Friday, July 3, 2015

American Independence and the Might of Words

By SSG Rich Stowell

Is the pen really mightier than the sword?

I’ve often thought regarding those who say it, sometimes mindlessly, that they never saw an Apache Helicopter light up a target.

But in reflecting on the case of American Independence, I have to be more mindful myself. In the latter half of 1775, American militia and an Army raised by the Continental Congress defied the world’s most powerful military. Patriots had strategic successes in land battles at Lexington and Concord, Bunker Hill, Montreal, Quebec, and Norfolk.

Yet, by the time 1776 rolled around, Americans were unable to achieve their goals militarily, and many patriots were still unsure about the cause of independence from the British Crown.

Enter Thomas Paine, an immigrant whose prose “accomplished what even the bloodshed at Lexington and Concord could not—a wholesale annihilation of the emotional and intellectual ties that bound the American colonists to the British Crown and country."[i]

Many scholars believe that Paine’s 49-page pamphlet Common Sense was the single greatest contributor to the cause of independence.

Thomas Jefferson wrote six years after the event, "It is well known, that in July of 1775, a separation from Great Britain and the establishment of a republican government had never entered into any person’s head."

Paine was born in the small town of Thetford, England to a modest family. During his 37 years in England, among other professional pursuits, he sold his literary talents to politicians and political organizations; for a time he was a one-man political ad agency in London.

Common Sense was a commissioned work. Its financial backer, Dr.
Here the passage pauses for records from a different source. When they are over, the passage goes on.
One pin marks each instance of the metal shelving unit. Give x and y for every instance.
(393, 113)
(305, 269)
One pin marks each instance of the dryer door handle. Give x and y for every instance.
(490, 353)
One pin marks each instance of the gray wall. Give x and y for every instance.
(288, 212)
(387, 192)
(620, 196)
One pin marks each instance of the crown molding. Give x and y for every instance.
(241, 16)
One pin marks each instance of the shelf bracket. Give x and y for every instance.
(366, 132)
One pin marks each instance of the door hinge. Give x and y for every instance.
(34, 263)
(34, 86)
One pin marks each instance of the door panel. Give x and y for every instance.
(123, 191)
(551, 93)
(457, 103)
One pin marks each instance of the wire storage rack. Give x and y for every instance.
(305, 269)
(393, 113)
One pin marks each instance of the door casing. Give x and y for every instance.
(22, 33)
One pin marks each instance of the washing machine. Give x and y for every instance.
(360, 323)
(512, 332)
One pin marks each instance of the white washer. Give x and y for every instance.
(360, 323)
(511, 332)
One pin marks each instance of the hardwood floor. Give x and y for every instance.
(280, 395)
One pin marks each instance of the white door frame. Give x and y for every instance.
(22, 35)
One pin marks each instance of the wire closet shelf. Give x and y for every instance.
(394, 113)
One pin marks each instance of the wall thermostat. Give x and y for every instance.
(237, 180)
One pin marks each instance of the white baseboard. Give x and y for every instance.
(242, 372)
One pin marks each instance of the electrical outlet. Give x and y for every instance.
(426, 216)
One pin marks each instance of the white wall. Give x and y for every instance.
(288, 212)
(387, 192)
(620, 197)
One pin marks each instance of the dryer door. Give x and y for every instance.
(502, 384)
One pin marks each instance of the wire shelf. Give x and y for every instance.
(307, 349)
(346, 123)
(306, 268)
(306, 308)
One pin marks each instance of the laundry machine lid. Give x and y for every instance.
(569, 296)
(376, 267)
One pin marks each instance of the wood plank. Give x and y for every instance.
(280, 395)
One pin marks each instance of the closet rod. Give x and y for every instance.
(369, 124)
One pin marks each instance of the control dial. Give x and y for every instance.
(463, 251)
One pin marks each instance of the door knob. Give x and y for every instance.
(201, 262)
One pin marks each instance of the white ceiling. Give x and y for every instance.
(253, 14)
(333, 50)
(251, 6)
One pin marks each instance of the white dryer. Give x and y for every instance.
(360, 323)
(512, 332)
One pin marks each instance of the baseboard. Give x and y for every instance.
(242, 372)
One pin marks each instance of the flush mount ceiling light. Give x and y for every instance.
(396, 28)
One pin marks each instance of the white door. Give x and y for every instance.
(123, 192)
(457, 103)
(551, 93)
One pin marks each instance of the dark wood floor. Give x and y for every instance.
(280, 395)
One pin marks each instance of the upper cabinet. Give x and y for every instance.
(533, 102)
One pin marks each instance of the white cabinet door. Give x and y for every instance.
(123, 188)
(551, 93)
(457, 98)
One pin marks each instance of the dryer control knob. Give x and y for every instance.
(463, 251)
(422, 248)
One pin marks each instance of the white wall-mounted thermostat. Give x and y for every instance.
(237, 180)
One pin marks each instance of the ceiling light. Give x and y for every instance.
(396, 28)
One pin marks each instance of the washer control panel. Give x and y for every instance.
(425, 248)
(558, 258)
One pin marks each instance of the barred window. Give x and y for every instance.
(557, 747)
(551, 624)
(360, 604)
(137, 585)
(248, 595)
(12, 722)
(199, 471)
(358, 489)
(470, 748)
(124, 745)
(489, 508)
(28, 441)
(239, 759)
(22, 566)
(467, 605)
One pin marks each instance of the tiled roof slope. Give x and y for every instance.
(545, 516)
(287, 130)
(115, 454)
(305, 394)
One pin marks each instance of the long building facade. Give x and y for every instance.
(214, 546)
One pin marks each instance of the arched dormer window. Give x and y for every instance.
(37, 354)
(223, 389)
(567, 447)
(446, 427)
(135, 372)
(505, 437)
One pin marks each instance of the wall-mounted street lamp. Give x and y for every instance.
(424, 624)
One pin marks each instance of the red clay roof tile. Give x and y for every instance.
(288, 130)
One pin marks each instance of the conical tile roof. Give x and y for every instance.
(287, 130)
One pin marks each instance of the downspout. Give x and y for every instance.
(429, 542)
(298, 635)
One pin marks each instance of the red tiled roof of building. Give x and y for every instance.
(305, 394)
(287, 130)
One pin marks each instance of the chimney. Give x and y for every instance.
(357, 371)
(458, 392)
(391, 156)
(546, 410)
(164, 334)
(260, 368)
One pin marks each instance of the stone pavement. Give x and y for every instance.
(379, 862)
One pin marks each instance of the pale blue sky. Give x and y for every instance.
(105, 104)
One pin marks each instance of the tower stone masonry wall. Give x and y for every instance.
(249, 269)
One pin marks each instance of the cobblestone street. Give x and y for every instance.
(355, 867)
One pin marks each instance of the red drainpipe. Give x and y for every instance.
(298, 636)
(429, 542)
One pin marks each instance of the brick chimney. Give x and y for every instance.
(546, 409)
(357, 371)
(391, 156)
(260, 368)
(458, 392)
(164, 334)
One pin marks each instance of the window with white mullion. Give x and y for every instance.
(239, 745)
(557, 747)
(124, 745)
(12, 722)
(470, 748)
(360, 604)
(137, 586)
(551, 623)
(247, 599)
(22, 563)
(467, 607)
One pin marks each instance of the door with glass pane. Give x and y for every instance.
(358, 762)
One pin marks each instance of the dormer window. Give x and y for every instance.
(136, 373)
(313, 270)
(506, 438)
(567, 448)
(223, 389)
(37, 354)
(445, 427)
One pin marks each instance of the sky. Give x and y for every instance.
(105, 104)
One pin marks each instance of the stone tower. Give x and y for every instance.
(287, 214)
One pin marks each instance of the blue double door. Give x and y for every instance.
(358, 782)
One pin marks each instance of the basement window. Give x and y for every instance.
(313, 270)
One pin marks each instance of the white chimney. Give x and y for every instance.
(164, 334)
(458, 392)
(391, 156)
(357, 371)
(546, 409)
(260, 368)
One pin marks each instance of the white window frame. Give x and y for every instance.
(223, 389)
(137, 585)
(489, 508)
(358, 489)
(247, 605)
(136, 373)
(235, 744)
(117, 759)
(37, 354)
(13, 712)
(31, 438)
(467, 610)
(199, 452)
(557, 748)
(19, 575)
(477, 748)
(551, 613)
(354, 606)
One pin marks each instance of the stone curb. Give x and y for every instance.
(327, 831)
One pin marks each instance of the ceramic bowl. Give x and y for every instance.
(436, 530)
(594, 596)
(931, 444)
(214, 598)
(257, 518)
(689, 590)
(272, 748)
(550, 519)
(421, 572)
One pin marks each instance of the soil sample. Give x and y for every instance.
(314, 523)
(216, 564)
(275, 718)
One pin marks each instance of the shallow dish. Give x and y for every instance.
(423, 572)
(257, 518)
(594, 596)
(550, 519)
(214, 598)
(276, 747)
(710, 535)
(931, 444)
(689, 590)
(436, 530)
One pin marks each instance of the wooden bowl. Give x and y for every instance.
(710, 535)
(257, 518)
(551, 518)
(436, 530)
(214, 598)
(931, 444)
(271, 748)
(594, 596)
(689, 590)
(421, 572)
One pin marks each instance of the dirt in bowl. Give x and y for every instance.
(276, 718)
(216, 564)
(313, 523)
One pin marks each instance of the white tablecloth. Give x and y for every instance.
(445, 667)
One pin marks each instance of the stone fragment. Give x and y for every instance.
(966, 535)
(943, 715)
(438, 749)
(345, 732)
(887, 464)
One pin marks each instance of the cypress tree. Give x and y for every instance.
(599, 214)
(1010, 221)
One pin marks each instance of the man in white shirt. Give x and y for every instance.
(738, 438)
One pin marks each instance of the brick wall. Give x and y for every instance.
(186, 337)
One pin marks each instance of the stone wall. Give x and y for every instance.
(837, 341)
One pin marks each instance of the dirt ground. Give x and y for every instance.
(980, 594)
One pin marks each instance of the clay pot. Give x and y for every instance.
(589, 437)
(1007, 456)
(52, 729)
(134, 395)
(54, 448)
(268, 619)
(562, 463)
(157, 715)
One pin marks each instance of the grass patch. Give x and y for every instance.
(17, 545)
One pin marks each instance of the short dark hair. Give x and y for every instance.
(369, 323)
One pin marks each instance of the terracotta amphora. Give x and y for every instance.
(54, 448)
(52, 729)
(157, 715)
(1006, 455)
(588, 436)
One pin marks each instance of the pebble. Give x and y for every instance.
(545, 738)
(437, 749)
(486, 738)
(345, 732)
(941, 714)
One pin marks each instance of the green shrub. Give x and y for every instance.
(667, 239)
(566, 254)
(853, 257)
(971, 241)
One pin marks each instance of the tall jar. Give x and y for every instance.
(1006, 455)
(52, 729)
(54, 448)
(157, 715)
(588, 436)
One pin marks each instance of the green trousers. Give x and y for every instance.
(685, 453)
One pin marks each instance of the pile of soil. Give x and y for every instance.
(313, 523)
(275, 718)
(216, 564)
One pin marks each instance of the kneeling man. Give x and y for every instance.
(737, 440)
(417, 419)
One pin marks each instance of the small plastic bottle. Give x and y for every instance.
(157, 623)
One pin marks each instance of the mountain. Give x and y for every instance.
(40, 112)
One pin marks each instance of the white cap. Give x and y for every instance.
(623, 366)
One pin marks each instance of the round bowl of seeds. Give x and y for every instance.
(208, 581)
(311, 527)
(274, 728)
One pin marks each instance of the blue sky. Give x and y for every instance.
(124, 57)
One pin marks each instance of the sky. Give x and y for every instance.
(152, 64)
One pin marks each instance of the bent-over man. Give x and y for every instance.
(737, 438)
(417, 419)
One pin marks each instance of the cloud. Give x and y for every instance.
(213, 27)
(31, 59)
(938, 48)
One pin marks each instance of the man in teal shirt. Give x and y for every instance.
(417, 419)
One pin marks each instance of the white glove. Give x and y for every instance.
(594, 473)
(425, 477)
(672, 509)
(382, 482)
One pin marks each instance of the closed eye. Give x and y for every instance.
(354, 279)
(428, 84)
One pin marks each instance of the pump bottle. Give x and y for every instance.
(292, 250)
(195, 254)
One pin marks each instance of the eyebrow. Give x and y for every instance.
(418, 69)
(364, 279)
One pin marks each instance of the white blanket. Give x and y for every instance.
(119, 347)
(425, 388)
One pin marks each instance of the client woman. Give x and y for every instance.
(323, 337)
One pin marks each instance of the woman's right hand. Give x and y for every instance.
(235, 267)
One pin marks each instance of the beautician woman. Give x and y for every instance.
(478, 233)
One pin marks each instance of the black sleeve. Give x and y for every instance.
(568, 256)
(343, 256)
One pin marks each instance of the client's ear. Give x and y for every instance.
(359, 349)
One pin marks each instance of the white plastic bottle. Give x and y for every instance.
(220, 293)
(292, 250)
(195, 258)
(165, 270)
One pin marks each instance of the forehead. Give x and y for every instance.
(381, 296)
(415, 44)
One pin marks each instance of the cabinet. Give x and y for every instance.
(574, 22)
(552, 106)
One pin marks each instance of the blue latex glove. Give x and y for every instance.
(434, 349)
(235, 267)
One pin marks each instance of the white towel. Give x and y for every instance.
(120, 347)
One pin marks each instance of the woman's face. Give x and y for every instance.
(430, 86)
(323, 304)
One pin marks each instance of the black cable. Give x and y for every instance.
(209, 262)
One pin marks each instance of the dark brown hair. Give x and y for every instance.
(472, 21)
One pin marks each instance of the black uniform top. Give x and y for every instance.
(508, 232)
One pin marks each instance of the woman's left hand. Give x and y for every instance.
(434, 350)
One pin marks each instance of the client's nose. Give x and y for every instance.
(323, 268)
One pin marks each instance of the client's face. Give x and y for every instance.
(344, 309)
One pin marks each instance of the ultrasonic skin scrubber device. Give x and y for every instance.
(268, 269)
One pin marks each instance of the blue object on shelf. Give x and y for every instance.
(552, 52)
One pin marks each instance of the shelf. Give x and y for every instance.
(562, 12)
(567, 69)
Benjamin Rush, along with Ben Franklin and Samuel Adams, wanted desperately to convince their countrymen that independence was the most desirable outcome of the decade-long political crisis.

A wealthy young Philadelphia doctor, Rush met Paine in the bookstore of Paine's then boss at the Pennsylvania Magazine. Rush proposed that the newcomer to the colonies write a tract that shed light on the subject of independence and "dispel the irrational fears that attended the idea in the minds of many of their fellow citizens."[ii]

Paine ended up writing a scathing pamphlet that went far beyond merely casting a more favorable light on separation. It openly advocated it, mocked monarchy, and shattered the delicate sensibilities that forbade casual use of the phrases, "independence" and "republicanism."

Common Sense achieved unprecedented circulation. In an era when an average newspaper reached only about 2,000 readers, Common Sense sold between 120,000 and 150,000 copies in its first three months of circulation. In the English language press, it went through 25 editions that year, and had been printed over half a million times by the end of 1776. Certainly, since each copy was read by more than one person, total readership was much higher.

Of course Common Sense wasn't universally praised. John Adams, most notably, thought Paine's rhetoric too inflammatory and feared it would cause undue "mischief."[i]. Even his firebrand cousin, Samuel, was hesitant to endorse it outright. But it induced a torrent of material in the various newspapers and magazines, letters and tracts either supporting or denouncing it, to which Paine responded in kind. In short, Common Sense breathed life and vigor into the debate over independence.

While Washington was struggling to keep his Army from collapsing, Paine brought public opinion around to Washington’s cause. Later that year, he wrote the first of a series of essays called, “The Crisis,” which Gen. Washington read to his beleaguered troops at Valley Forge.
These are the times that try men's souls. The summer soldier and the sunshine patriot will, in this crisis, shrink from the service of their country; but he that stands by it now, deserves the love and thanks of man and woman. Tyranny, like hell, is not easily conquered; yet we have this consolation with us, that the harder the conflict, the more glorious the triumph. What we obtain too cheap, we esteem too lightly: … Heaven knows how to put a proper price upon its goods; and it would be strange indeed if so celestial an article as Freedom should not be highly rated.
Momentum began to turn as a localized rebellion turned into a full-scale insurgency, with the support of a majority of Britain’s American colonists. And that facts seems to owe a lot to a writer.

So I continue to wonder. Is the pen mightier than the sword? As with both instruments, it depends upon who wields it.



[i] Liell, Scott. (2003). 46 Pages: Thomas Paine, Common Sense, and the Turning Point to Independence. Philadelphia: Running Press. p. 17. 
[ii] Liell, 2003, p. 56
[iii] Paine, Thomas. (2003). Common Sense, Rights of Man, and Other Essential Writings of Thomas Paine. New York: Penguin. p. x.